Jetzt geht es los. In einer beengenden Halle mit wenig Schutzmöglichkeiten stehen wir der gegnerischen Mannschaft gegenüber. Durch die Maskerade ist schwer zu erkennen, wer Freund und wer Feind ist. Startsignal. Lautes Knallen! Flucht hinter die Luftpolster. Ich traue mich kaum hervor. Erste Schreie ertönen von meinen Kameraden, die erhobener Hand vom Feld weichen.
Es bringt nichts mich zu verstecken, sage ich mir und schaue mit einem Auge an meinem Schutz vorbei, während ich aus meinem Markierer einige Kugeln abgebe. Noch etwas unkontrolliert, aber auch ich treffe jemanden, und ich fühle mich, als hätte ich es drauf. Das Ganze fängt an, mir Spaß zu machen. Als Letzte aus meiner Mannschaft stehe ich unter dem Geschoss des Gegners und schaue immer nur vereinzelt hervor, um gezielt jemanden zu treffen.
Plötzlich Stille. Ich höre noch, dass meine Freunde hinter der Absperrung rufen, aber ich kann nicht verstehen, was. Ich schaue nach links. In nur zwei Meter Entfernung steht Er direkt neben mir. GOTCHA! Getroffen.
Verdammt, das tut wirklich weh!
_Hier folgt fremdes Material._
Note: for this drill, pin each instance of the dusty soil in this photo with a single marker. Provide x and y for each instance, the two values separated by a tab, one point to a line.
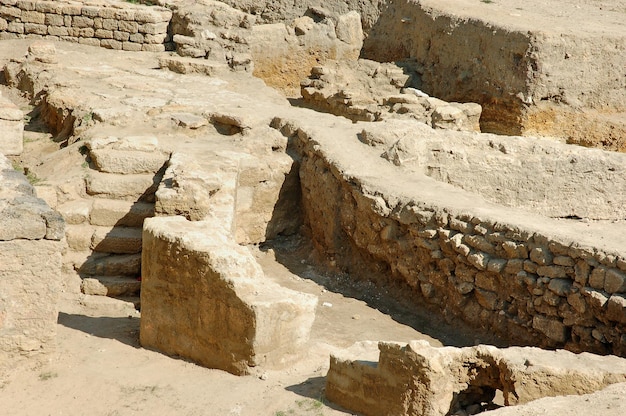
99	367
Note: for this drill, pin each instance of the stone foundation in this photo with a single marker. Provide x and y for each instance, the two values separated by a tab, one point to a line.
31	235
417	379
529	78
117	25
531	279
205	298
11	128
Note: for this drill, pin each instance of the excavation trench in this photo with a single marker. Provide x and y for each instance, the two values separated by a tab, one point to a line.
492	231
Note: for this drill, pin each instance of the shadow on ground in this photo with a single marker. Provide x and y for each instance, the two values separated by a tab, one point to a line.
122	329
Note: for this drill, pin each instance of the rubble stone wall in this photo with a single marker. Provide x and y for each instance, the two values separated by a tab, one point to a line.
121	26
31	242
513	276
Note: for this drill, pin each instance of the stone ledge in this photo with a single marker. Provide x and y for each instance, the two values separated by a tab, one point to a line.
205	298
416	378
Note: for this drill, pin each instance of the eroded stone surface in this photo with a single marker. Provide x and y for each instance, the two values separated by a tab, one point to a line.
417	379
11	127
204	298
366	90
30	259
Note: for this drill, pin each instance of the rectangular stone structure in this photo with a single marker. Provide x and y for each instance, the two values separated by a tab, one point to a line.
205	298
11	128
30	267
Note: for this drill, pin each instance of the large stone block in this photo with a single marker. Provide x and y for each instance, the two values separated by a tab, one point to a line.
417	379
30	266
205	298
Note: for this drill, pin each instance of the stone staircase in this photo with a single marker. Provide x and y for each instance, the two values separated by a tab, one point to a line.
104	227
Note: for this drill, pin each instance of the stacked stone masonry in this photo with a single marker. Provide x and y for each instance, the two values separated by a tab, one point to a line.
120	26
527	286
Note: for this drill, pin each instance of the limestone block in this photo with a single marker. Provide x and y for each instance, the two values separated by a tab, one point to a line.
417	379
33	17
29	287
152	48
130	186
79	236
349	29
75	212
124	161
15	27
121	36
22	215
129	27
109	212
103	34
130	46
30	266
11	128
33	28
82	22
89	41
205	298
188	189
267	199
111	44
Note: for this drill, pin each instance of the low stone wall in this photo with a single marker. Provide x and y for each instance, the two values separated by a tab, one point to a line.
416	378
531	279
31	235
529	78
11	128
117	25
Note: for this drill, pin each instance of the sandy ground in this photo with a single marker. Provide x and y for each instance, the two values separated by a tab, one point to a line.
99	368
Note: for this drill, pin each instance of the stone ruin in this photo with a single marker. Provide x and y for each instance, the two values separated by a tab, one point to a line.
31	243
503	233
417	379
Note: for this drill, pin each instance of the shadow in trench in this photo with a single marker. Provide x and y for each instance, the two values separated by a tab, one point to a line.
122	329
313	388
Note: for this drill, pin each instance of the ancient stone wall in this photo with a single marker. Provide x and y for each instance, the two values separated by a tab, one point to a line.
419	379
12	127
530	77
506	271
31	235
274	11
117	25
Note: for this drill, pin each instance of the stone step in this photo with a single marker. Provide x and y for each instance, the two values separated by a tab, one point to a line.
128	187
76	212
102	264
108	212
112	286
127	155
118	240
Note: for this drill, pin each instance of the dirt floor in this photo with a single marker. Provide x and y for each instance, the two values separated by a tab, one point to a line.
99	367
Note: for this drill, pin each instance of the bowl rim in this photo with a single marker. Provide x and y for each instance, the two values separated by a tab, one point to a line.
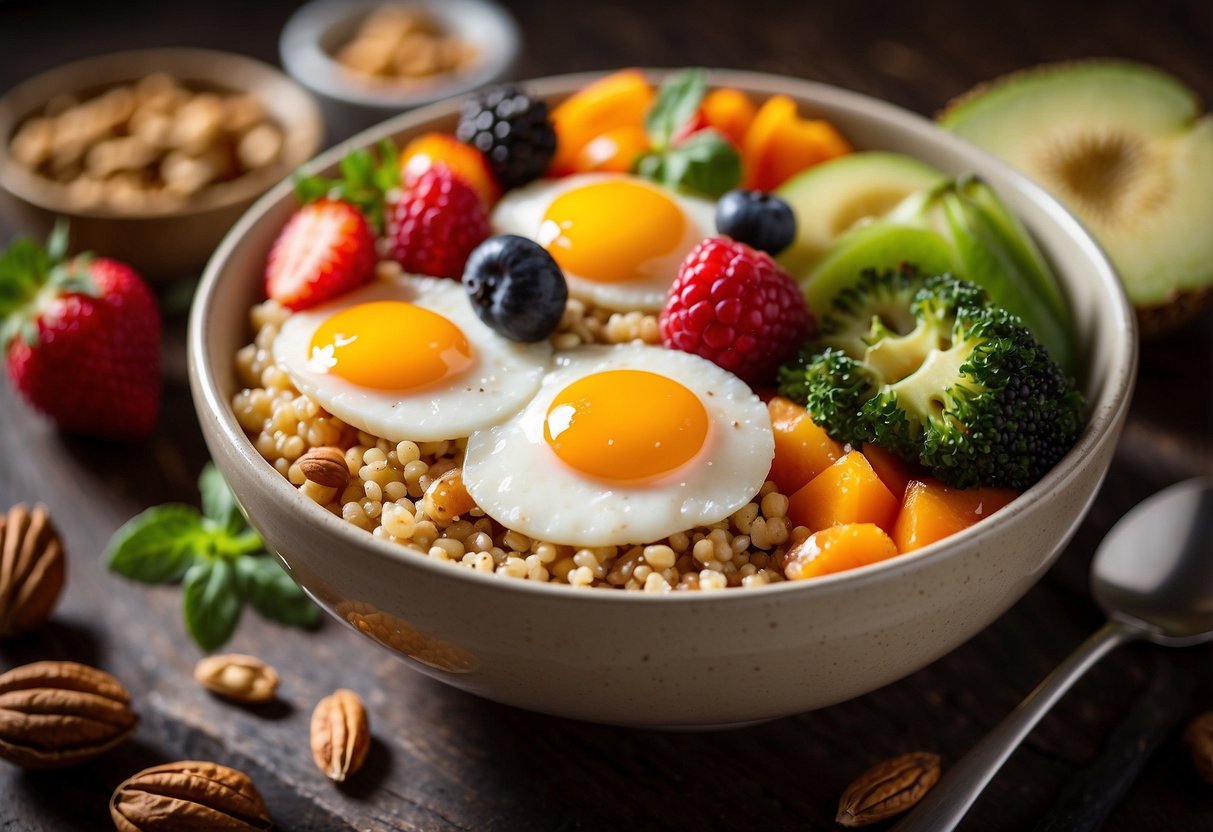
306	123
306	61
1104	414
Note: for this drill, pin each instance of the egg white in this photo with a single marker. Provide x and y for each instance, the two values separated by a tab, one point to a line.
516	477
504	374
520	212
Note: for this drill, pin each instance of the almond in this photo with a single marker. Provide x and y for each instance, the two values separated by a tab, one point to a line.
325	466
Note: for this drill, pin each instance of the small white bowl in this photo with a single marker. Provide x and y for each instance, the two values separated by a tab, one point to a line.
317	30
693	659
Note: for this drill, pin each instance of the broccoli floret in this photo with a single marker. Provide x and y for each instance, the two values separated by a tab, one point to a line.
934	372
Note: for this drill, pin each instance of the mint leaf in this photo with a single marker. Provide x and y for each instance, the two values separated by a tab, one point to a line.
210	603
705	163
678	97
218	502
157	546
266	585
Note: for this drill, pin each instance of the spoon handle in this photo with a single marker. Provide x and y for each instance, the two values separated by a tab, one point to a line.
945	804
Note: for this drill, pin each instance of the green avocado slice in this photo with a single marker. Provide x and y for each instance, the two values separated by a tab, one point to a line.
1125	147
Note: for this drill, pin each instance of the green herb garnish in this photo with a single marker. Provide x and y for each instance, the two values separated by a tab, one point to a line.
704	161
220	560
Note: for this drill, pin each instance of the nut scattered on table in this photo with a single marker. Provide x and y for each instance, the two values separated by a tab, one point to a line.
238	677
325	466
1199	739
888	788
191	795
402	44
57	713
148	144
32	569
341	734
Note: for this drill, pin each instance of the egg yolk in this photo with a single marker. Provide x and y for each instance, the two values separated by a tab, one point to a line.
609	232
626	425
389	345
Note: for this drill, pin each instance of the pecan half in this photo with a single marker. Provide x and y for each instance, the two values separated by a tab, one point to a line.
341	735
239	677
32	569
56	713
191	795
888	788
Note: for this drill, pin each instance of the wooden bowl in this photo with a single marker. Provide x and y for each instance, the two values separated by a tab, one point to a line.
157	241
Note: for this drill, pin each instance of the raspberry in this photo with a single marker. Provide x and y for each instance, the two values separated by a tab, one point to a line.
512	130
735	307
436	223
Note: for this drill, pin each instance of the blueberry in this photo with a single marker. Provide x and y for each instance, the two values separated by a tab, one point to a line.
516	288
757	218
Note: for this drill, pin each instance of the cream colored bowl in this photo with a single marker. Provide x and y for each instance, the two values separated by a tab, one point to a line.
679	660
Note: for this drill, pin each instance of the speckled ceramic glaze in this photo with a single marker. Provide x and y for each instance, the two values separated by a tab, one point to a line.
685	659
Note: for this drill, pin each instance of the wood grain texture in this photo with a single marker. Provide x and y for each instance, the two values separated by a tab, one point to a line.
443	759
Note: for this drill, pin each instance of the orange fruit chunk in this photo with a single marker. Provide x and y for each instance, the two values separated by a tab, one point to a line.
933	511
838	548
462	160
619	100
802	449
730	112
779	144
848	491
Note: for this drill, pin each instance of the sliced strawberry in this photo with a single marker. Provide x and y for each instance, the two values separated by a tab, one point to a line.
81	340
324	250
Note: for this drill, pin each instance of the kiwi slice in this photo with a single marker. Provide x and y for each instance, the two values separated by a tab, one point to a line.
1127	149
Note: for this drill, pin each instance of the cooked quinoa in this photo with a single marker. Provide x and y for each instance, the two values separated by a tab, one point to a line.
388	493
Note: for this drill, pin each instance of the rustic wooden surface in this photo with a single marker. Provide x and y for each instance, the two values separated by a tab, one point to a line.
443	759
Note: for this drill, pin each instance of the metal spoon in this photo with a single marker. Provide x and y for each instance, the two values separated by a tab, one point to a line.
1154	577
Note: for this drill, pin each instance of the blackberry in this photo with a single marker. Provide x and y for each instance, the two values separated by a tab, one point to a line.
512	131
757	218
516	288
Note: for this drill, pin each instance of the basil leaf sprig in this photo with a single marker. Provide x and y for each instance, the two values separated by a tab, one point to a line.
218	559
704	161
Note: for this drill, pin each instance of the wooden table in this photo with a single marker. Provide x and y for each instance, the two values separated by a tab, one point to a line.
443	759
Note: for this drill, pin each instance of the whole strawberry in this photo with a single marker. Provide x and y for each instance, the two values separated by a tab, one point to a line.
434	224
81	338
735	307
324	250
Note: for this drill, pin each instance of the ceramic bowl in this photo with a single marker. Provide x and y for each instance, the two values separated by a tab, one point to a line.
314	33
158	243
684	659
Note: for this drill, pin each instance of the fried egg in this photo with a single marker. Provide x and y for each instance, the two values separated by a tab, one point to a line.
409	359
619	239
622	444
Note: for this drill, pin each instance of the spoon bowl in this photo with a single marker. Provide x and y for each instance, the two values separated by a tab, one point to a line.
1155	568
1154	576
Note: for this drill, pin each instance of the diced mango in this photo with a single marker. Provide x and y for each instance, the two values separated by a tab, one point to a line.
893	471
932	511
730	112
802	449
838	548
779	144
618	101
462	160
613	150
847	491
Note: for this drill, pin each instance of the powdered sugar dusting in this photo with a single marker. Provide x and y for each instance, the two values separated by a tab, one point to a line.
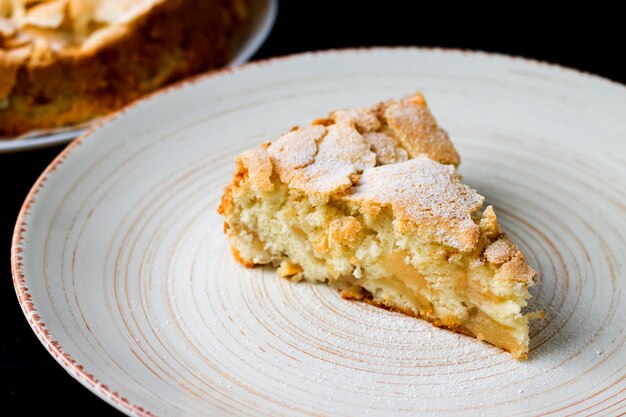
427	193
340	154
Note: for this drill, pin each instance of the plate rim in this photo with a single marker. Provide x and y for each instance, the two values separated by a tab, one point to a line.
33	141
76	370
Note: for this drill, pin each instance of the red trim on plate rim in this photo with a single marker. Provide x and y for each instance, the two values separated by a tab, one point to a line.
28	307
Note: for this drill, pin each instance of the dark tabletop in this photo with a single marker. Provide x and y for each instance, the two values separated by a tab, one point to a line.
31	381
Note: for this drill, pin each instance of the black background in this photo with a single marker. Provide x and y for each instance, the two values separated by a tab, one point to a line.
32	383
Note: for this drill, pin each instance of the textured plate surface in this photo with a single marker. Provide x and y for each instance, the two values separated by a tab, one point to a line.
242	49
123	271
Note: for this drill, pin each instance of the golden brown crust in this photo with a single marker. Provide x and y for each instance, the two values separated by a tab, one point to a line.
47	89
413	124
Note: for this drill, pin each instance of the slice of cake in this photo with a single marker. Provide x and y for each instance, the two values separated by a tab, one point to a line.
368	201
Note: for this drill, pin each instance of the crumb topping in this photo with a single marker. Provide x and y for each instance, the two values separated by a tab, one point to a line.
429	195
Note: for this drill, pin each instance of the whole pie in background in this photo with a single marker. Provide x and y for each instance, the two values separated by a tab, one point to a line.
65	62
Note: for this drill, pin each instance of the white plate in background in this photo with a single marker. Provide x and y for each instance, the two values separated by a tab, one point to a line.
123	271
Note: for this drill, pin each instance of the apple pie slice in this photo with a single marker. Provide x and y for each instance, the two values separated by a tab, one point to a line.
368	201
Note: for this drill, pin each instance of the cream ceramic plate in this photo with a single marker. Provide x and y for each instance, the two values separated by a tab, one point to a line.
242	49
123	271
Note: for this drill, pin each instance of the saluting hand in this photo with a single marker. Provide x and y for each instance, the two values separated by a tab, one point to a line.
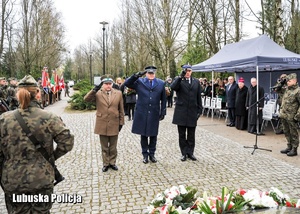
140	73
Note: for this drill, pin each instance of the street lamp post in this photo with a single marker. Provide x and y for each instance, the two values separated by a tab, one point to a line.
78	74
103	28
91	76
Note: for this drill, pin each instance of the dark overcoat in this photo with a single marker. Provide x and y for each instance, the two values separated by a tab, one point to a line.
240	101
250	103
150	105
231	95
188	104
109	113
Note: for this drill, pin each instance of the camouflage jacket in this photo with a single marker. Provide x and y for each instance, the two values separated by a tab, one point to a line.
290	107
23	169
3	92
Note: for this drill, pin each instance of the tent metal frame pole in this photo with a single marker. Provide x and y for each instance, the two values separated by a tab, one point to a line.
257	117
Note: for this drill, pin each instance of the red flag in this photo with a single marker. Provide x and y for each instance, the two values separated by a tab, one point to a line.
45	77
54	82
62	82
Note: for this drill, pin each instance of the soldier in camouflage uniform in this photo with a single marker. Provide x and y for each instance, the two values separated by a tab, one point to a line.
280	88
12	94
3	95
290	115
23	169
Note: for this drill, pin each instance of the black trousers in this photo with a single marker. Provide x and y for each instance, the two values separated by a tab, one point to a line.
29	207
130	110
148	148
231	115
186	139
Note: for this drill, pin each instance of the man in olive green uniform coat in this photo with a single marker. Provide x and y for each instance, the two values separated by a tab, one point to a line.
290	115
109	119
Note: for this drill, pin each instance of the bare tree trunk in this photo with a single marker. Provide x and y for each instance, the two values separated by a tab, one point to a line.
263	25
237	21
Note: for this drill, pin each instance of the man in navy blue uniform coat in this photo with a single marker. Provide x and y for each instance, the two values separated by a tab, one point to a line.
150	109
231	89
188	109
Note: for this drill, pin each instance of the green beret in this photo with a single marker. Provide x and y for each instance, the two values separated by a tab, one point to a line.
27	81
107	78
291	76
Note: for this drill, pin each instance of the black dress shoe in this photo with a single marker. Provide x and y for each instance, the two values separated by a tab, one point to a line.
183	158
192	157
114	167
104	169
145	160
153	159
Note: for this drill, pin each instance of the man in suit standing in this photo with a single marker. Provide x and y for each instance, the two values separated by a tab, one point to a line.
109	119
230	100
150	109
188	109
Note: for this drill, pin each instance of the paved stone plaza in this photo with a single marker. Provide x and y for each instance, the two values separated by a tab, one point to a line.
221	162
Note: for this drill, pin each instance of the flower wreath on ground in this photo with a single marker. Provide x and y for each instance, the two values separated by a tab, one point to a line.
181	200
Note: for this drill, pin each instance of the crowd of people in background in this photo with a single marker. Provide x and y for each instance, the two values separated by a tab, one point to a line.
50	93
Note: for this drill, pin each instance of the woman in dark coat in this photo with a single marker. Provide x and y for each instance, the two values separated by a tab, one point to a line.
252	107
241	113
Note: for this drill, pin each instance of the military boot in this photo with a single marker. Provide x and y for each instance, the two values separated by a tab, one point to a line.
287	150
293	152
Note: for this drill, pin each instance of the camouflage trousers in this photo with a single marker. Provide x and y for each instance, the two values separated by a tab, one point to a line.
29	207
290	129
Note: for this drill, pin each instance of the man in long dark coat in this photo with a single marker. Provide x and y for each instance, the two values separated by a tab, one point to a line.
230	100
252	107
150	109
241	112
188	109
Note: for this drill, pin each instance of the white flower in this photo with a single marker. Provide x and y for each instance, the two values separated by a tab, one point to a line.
182	189
267	201
181	211
159	197
150	208
169	201
277	192
172	193
258	198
Ich kehre zurück in die Realität und hinter die Absperrung zu meinen Freunden. Alle regen sich über ihre Blessuren auf und darüber, dass wir zunächst gegen eine erfahrene Mannschaft gespielt haben, vor allem die weiblichen „Sportler“ unter uns.
Wie sich herausstellt, sogar noch erfahrener, als wir gedacht hätten: Es sind Bundeswehr-Soldaten, die dort einen Lehrgang absolvieren. Gut, dass ich das nicht vorher gewusst habe.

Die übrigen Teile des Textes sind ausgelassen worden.